Вскоре я действительно привык к этим черным или оранжевым, будто внутри бушевало пламя, глазницам, и направленный человеческий взгляд стал мне казаться суетливым.

V

– Я всегда была ужасно упрямая – меня нельзя было переупрямить. Поэтому меня били. Воспитательницы в детском саду и мать. Мать вообще зверела. А мальчишки – они меня охраняли. Я была их предводительницей. По заборам лазила. Волосы распущены, как знамя. Я была их знаменем. Я тоже дралась. Мы всегда побеждали. Но драться я не любила, хотя была сильной и меня боялись. А воспитательницы, они меня не боялись, они меня ненавидели. Знаешь, какие воспитательницы у нас были... Такие толстые тетки, фашистки. Они требовали, чтобы мы все делали по свистку. Когда мы сидели вокруг тетки, руки надо было держать вот так, – и она показывала, как следовало держать руки. – Они требовали, чтобы мы их слушали, но я не могла их слушать, они говорили чушь. Мне было пять лет, и я уже понимала, что они тупые как пробки. Тупые и поэтому жестокие. Я приходила домой и рассказывала отцу. А он у меня такой... он у меня домашний философ. В магазине он стесняется продавца, рта не может раскрыть, зато дома... дома он рассуждает о мировом добре и зле. Он выслушает меня и рассуждает, шагая по комнате: «Да, это известный метод воспитания, в основу его положен принцип кнута и пряника. Если воспитательница будет допекать тебя своей глупостью, ты можешь ей ответить: ваш интеллектуальный уровень лишает меня возможности объясниться с вами. Предлагаю вам отношения нейтралитета». И представляешь, наутро в детском саду – память у меня хорошая – я все это выкладываю воспитательнице. У нее глаза на лоб, и она мне тут же дает такую затрещину, что я кубарем качусь к двери. А дети смеются.

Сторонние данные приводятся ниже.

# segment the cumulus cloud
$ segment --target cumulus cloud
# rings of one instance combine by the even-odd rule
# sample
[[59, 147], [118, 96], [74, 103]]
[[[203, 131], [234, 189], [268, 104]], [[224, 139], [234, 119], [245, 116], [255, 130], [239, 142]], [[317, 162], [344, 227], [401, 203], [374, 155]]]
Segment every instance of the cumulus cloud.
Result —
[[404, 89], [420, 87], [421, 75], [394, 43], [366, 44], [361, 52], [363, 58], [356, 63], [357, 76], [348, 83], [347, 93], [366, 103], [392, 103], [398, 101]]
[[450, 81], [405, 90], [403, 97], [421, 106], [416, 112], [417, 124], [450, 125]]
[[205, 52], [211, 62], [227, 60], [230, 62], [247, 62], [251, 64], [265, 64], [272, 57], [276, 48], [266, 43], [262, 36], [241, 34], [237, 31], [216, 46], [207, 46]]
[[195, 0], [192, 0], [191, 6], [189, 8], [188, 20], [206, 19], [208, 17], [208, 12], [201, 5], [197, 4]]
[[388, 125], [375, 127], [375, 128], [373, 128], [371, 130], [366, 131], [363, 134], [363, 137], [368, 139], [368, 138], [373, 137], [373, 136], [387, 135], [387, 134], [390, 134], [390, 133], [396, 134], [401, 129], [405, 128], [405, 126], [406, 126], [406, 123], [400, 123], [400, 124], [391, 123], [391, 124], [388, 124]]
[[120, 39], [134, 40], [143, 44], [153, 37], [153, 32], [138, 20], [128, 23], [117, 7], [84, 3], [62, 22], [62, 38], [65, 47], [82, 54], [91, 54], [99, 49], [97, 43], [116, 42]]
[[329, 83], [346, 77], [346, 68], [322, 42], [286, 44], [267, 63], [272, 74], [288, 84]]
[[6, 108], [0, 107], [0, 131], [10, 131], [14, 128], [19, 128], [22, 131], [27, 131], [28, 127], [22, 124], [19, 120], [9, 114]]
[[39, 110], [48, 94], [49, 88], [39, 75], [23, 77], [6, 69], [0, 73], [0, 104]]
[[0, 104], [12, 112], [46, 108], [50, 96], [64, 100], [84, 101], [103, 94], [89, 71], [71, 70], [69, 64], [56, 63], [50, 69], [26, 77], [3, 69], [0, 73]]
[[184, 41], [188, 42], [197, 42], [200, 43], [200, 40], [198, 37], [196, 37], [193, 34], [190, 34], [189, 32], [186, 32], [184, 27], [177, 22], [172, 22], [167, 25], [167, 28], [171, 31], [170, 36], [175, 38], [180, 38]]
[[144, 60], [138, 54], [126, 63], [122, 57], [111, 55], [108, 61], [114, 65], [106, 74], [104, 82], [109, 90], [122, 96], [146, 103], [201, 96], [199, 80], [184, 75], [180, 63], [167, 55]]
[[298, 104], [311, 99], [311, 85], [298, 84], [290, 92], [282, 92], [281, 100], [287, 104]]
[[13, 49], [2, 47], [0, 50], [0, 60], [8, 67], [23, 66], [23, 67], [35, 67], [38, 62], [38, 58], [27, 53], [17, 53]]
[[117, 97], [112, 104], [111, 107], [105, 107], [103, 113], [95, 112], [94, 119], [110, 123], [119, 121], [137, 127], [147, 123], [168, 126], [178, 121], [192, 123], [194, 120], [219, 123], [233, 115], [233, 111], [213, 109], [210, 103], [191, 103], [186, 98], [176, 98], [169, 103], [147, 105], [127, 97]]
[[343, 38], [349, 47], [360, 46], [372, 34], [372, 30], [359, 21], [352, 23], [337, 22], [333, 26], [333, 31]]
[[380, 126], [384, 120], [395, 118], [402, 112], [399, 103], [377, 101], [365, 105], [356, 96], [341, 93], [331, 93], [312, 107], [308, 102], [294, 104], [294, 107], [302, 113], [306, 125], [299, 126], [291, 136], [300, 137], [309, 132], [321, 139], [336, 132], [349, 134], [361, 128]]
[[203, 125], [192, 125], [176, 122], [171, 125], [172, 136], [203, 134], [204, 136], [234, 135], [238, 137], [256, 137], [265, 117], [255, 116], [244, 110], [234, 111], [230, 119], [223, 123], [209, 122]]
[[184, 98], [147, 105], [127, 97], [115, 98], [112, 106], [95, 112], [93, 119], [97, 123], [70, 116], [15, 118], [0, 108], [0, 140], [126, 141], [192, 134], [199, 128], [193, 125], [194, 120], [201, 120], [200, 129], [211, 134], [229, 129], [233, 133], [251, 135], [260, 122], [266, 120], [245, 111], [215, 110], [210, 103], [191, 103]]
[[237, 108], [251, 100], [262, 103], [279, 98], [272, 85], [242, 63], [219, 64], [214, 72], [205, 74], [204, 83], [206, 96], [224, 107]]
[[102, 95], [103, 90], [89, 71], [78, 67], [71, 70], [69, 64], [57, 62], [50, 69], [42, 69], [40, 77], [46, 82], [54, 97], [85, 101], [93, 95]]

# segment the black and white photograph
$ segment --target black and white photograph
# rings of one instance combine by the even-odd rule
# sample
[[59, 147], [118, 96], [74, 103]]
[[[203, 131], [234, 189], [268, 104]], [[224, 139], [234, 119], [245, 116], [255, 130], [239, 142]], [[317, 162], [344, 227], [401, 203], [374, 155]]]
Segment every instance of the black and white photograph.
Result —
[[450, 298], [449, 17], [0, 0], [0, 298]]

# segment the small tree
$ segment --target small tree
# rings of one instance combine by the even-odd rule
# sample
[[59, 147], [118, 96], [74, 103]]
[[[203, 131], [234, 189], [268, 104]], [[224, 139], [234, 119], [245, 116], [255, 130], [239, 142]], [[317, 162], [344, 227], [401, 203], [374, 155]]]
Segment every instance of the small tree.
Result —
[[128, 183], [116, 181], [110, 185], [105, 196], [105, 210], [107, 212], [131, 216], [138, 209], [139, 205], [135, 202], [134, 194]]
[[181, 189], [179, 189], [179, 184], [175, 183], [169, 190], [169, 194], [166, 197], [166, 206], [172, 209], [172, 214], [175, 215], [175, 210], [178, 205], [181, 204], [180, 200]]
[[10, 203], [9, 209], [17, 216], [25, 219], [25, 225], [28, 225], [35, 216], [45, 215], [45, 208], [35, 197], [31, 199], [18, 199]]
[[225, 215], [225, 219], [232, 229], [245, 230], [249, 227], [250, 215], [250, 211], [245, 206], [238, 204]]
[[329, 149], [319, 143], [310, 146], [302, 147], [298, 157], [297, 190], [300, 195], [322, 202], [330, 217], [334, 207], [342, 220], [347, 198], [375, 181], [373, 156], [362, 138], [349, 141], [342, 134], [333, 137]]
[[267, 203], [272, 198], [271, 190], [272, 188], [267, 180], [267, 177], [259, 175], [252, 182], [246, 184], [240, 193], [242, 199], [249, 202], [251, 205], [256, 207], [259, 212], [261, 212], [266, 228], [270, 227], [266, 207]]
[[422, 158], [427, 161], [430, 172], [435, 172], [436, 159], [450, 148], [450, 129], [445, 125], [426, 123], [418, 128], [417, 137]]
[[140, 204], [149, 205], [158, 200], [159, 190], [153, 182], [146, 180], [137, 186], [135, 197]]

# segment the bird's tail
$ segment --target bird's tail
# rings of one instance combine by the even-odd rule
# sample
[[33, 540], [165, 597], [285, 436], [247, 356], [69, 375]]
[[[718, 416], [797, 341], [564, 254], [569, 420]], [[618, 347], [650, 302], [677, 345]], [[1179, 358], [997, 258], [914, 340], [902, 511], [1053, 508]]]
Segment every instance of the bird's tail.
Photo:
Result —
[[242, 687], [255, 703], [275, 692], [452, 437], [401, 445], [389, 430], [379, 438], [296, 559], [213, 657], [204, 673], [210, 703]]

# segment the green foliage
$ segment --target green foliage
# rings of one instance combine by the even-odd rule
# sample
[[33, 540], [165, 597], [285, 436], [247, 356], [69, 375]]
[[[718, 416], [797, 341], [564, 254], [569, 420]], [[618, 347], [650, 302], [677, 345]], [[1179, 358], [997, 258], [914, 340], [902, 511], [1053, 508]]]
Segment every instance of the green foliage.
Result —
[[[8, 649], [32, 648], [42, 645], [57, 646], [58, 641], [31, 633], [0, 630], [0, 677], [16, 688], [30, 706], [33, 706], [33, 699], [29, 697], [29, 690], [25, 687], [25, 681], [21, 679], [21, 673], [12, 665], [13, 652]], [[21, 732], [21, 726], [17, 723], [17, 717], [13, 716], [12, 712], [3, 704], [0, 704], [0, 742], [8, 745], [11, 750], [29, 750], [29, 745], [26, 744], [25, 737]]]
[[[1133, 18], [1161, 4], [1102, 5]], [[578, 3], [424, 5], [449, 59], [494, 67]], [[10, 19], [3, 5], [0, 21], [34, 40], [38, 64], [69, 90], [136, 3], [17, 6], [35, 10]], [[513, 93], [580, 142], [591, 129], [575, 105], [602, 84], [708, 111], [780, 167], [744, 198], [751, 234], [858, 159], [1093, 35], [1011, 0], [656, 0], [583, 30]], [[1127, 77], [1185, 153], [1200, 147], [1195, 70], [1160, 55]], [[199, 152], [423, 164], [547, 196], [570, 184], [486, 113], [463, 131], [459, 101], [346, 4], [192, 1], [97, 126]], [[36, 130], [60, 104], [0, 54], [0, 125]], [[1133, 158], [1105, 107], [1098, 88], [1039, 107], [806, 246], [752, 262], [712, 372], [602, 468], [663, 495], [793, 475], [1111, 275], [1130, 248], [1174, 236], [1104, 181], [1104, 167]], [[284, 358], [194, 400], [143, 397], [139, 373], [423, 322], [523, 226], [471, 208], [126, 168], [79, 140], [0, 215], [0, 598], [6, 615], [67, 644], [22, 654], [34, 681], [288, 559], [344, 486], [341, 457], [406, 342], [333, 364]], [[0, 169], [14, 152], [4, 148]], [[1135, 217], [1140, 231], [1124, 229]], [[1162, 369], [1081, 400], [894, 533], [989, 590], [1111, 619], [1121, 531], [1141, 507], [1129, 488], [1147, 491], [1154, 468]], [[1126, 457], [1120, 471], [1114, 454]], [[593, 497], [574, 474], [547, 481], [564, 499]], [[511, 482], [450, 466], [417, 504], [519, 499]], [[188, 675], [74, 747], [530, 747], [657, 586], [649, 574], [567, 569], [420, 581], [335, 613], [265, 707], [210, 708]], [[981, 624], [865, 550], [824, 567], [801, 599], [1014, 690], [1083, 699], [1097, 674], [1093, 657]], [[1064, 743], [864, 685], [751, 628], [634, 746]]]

Но я все равно делала по-своему. Я в группе заводилой была, пела, играла на пианино, танцевала. Я лучше всех танцевала и пела, и в праздник без меня не обходилось. Помню, на Новый год меня вырядили Снегурочкой и песню заставили разучить, глупую такую песню, ты, наверное, знаешь, там такие слова: «Елочка, елочка, елочка, зажгись! Огоньки на елочке бойко скачут ввысь». Очень противная песня. А тут как раз я фильм посмотрела про Остапа Бендера. Остап Бендер был мой любимый герой. Помнишь, он там поет: «Где среди пампасов бегают бизоны, где за баобабами закаты, словно кровь...», там еще есть такие слова: «И одною пулей он убил обоих». Я все не понимала, как это – одной пулей. Спрашиваю у папы, а он глаза отводит, краснеет, говорит, что я это сама пойму, когда вырасту. Ну вот, а у меня тогда игрушечный пистолет был, ковбойский, в ствол у него спереди закладывался шарик на нитке. Нажмешь курок – и он хлопает. Я очень любила из него стрелять. Мне очень хотелось быть ковбоем. И вот на новогодний праздник меня вырядили в Снегурочку, с этим дурацким, как его, с серебряным кокошником. Ужасный наряд. И я вышла на сцену. А под нарядом у меня был пистолет спрятан. Тут тетка заиграла на пианино – у нас была одна играющая тетка, она очень плохо играла, только в до мажоре – она заиграла эту ужасную «елочку», а я вытащила из-под юбки свой ковбойский пистолет, выстрелила и запела: «Где среди пампасов бегают бизоны...» Я не помню, что там делала тетка, кажется, она перестала играть – она не умела подбирать на слух. А я, когда надо было спеть «и одною пулей он убил обоих», я снова зарядила пистолет и выстрелила, целясь в тетку. А в зале были родители. Только моих не было. Папа боялся ходить в детский сад, а мать вообще не обращала на меня внимания. Родители в зале ползали по полу от смеха. А я пела и стреляла. А потом гордо ушла со сцены. Я думала, какая я актриса, всех победила. А они там меня уже ждали, эти тетки. Они схватили меня за волосы и стали бить, молча, а я сопротивлялась. Тоже молча. Я кусалась, как волчонок. Но они были сильнее. Чтобы я не кусалась, они свалили меня на пол и били ногами. А зал за дверью аплодировал, там хотели, чтобы я еще раз вышла и спела. Потом я, кажется, болела два месяца и в детский сад не ходила. Я была в больнице, у меня было что-то с нервами. Врачи говорили, что это нервный срыв. А я еще больше ненавидела детский сад. Нет, матери я никогда не жаловалась, – я знала, что, если пожалуюсь, тетки меня еще больше накажут.